Awal mulanya daerah ini diketemukan oleh orang lio Van Such Telen, tahun 1915. Keindahannya dikenal luas setelah Y. Bouman melukiskan dalam tulisannya tahun 1929. Sejak saat itu wisatawan asing mulai datang menikmati danau yang dikenal angker bagi masyarakat setempat. Mereka yang datang bukan hanya pencinta keindahan, tetapi juga peneliti yang ingin tahu kejadian alam yang amat langka itu.
Kawasan Kelimutu telah ditetapkan menjadi Kawasan Konservasi Alam Nasional sejak 26 Februari 1992. Panorama Danau Tiga Warna Kelimutu di Kabupaten Ende, Pulau Flores, Nusa Tenggara Timur, memang penuh misteri yang tak terselami hingga saat ini. Perubahan warna danau yang sering terjadi di tiga kawah terpisah bekas letusan Gunung Kelimutu itu menjadi keunikan yang tak ada duanya di dunia. Danau Kelimutu terletak di puncak Gunung Kelimutu pada ketinggian 1.690 diatas permukaan laut dan secara administratif berada di Desa Pemo, Kecamatan Kelimutu, Kabupaten Ende, Nusa Tengggara Timur. Sekitar 65 kilometer (km) arah timur dari kota Ende, yang dapat ditempuh dengan kendaraan roda empat sekitar dua jam.
Danau Kelimutu sesungguhnya merupakan salah satu obyek wisata andalan Flores. Untuk mencapai danau yang terletak sekitar 51 kilometer arah timur dari kota Ende itu, wisatawan bisa menggunakan kendaraan bermotor dari Ende, juga bisa menggunakan bus antarkota. Pemandangan di kawasan itu sangat memesona. Kabut putih tebal yang bergerak perlahan menutupi puncak Gunung Kelimutu (kurang lebih 1.640 meter di atas permukaan laut) merupakan salah satu pemandangan yang sangat khas di sekitar tiga danau berwarna di atas puncak gunung
Tiga danau yang letaknya berdekatan satu sama lain itu juga "tidak bernama". Di sisi timur, terdapat dua danau, yang airnya masing-masing berwarna hijau dan coklat tua.
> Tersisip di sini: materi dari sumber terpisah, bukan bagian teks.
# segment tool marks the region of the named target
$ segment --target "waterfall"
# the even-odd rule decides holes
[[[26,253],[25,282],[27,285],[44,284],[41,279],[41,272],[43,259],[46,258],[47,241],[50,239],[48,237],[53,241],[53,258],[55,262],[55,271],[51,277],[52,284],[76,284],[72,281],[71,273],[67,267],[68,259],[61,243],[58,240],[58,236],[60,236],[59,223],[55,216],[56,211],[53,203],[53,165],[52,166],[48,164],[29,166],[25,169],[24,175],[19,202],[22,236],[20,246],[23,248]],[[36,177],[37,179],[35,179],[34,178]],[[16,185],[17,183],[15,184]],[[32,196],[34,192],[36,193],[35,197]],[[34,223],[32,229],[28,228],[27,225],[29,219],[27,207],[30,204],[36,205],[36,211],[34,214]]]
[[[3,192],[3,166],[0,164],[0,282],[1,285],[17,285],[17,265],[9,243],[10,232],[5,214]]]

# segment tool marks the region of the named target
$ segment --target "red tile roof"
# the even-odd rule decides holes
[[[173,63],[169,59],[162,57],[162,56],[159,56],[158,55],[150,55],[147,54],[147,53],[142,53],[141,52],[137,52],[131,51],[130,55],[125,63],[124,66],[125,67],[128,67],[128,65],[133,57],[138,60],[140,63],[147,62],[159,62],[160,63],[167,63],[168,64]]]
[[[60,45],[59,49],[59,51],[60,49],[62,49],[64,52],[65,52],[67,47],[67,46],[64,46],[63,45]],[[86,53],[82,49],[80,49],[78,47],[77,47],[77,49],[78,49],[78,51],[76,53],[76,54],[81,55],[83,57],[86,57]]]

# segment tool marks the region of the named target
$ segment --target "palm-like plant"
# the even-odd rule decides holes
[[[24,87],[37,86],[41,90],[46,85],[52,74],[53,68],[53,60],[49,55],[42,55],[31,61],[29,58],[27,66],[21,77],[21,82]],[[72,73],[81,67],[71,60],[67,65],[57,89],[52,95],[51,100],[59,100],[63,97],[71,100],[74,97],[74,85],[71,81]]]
Untuk danau yang berwarna hijau, masyarakat biasanya menyebutnya dengan danau arwah muda-mudi (tiwu nua muri ko'o fai). Yang berwarna coklat tua disebut danau arwah tukang tenung atau orang jahat (tiwu ata polo). Di sisi barat ada satu danau yang berwarna hijau lumut atau gelap, yang biasa disebut danau arwah orang tua (tiwu ata mbupu).Sejumlah kalangan menduga, perubahan warna air di danau itu disebabkan aktivitas gunung berapi Kelimutu, pembiasan cahaya matahari, adanya mikro biota air, terjadinya zat kimia terlarut, serta akibat pantulan warna dinding dan dasar danau. Penjelasan singkat bahwa perubahan warna air ke biru putih (sekarang hijau) dimungkinkan oleh perubahan komposisi kimia air kawah akibat perubahan gas-gas gunung api, atau dapat juga akibat meningkatnya suhu. Sementara itu, meningkatnya konsentrasi besi (Fe) dalam fluida menyebabkan warna merah hingga kehitaman (sekarang coklat tua). Adapun warna hijau lumut dimungkinkan dari biota jenis lumut tertentu.
Bagi masyarakat etnis Lio, Ende, keberadaan Danau Kelimutu di ketinggian 1.690 meter di atas permukaan laut (dpl) itu mempunyai makna magis yang kental. Dalam mitos turun-temurun mereka, kawasan Danau Kelimutu adalah semacam kampung arwah. Pintu gerbangnya, Pere Konde, dipercaya dijaga oleh Konde Ratu, sang penguasa.
Cerita tentang keunikan Danau Kelimutu bukan cerita baru. Ratusan tulisan telah dihadirkan dalam berbagai bahasa dan versi untuk melukiskan keunikan itu. Namun adakah yang pernah menyinggung tentang sisi lain dari Kelimutu? Tidak bisa dimungkiri bahwa Kelimutu ternyata bukan sekadar keunikan danaunya saja. Kelimutu ternyata memiliki keanekaragaman flora dan fauna. Sayangnya, selama ini para pengunjung Kelimutu masih terfokus pada keunikan Danau Kelimutu saja. Padahal kalau meluangkan waktu untuk berpaling sejenak, melihat keragaman flora dan fauna di sekitarnya, para pengunjung dipastikan akan terkagum-kagum bahwa Kelimutu bukan saja unik, tapi juga indah.